For another concrete example, consider a standard deck of $52$ cards. The deck has been thoroughly shuffled and placed on a table with all cards face down. Suppose that drawing a heart is a "success" while drawing any other card is a "failure".

If we just turn over the top card of the deck, it has probability $1/4$ of being a heart (since there are $s = 13$ hearts in a deck of $N = 52$ cards). If we count nine cards off the top of the deck without revealing their faces and then turn over the tenth card, again it has probability $1/4$ of being a heart. Likewise if we turned over the third card instead of the tenth, or the fifth card instead of any of the others.

Those $1/4$ probabilities are all unconditional probabilities that the card at some position in the deck will be a heart.

Now if we take the top $n = 20$ cards from the deck, before we look at any of those cards, each of the $20$ cards has an $s/N = 1/4$ unconditional probability of being a heart. The events of "success" for each card are not independent, of course, but their unconditional probabilities are still all equal to $s/N$.

Note, however, that although these events have equal probability, they are not independent. For example, it is not possible for all $20$ cards to be hearts.

The expectation of a hypergeometric distribution, $E(X)$, is not conditioned on any partial set of observations. It's an unconditional expectation. In order to compute that expected value as a sum of expected values via linearity of expectation, we need all of those expected values to be unconditional.

The part that I think is hardest to understand intuitively is that when we apply linearity of expectation, it does not matter whether the individual "success" events are independent. It only matters that we know the unconditional probability of a "success" on each trial, and therefore the expected value of $I_k$ for each $k$.

So if you understand linearity of expectation, the computation of $E(X)$ is simple. If you do not truly understand linearity of expectation, then you may need to work on that understanding in order to make sense of $E(X)$.

0
On

I think you're right that it's not obvious. I think the following argument works:

Notice that a priori (without knowing anything about the individual draws), the first draw is just as likely to be a success as the last draw (in fact the probabilities are equal, since you only know the total count of successes).

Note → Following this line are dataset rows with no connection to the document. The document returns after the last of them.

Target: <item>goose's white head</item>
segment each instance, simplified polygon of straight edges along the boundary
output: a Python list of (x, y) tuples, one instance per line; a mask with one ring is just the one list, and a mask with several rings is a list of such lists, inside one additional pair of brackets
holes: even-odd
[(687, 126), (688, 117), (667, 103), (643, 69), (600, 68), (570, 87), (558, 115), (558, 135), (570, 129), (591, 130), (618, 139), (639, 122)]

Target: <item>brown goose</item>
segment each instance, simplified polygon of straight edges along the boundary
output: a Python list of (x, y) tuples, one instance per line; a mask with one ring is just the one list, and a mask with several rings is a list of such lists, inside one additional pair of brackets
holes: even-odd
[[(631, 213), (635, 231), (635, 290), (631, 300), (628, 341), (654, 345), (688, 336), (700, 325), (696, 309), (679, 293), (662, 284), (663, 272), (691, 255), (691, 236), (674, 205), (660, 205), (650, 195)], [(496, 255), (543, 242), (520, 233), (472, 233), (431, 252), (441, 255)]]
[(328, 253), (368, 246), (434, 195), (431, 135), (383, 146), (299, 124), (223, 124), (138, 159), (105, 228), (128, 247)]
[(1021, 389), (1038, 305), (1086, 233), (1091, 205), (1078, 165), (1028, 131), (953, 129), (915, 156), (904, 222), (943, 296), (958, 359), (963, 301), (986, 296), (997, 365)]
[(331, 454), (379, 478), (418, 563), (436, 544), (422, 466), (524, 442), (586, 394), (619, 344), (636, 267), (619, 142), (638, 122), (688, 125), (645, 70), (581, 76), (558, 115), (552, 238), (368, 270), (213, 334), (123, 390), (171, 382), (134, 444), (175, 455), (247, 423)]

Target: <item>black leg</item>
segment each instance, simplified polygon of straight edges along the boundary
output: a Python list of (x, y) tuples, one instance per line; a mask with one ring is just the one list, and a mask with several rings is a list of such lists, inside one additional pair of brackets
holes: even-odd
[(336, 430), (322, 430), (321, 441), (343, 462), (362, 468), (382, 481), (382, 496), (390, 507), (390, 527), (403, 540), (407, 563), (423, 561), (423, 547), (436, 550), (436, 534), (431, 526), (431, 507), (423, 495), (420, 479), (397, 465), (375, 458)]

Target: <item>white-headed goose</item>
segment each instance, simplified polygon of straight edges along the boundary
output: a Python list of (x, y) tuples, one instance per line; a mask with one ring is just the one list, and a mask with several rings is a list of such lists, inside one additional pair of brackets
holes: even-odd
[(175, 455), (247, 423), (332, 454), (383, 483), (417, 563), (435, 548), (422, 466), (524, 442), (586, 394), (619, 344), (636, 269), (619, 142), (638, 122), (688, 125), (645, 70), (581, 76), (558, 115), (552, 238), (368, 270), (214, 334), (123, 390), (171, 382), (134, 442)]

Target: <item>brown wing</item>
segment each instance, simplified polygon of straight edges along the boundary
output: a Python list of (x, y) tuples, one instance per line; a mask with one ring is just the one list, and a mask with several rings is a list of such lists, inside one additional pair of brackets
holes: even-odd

One way to see this is that given $k$ successful draws where $s$ items are good and there are $N$ items total and $n$ draws total, we know nothing about the order of these $k$ successful draws and $n-k$ failed draws. So the a priori distribution over permutations of these draws is uniform. Meaning that each permutation is equally likely.

Since each permutation is equally likely, $\mathbb E I_i = \mathbb E I_j$ for all $i, j$. So we just need to compute $\mathbb E I_1$

0
On

The justification comes from the fact that the distribution of $(I_1, I_2, \dotsc, I_n)$ is invariant under permutation i.e. $$ P(I_1=m_1,\dotsc, I_n = m_n) = P(I_{\pi(1)}=m_1,\dotsc, I_{\pi(n)} = m_n) \tag{0} $$ for any permutation $\pi$ of $\{1,..n\}$ since $$ P(I_1=m_1,\dotsc, I_n = m_n) = \frac{s^{\underline{k}}(N-s)^\underline{n-k}}{N(N-1)\dotsb (N-n+1)} $$ where the underline indicates falling factorial and $k$ is the number of appearances of $1$ or success in $(m_1, \dotsc, m_n)$. From equation $(0)$ it follows that and marginalizing out the other variables that the distribution of the $I_j$ must be equal for $j=1,\dotsc, n$. But $$ P(I_1) = \frac{s}{N} $$ from which the result follows.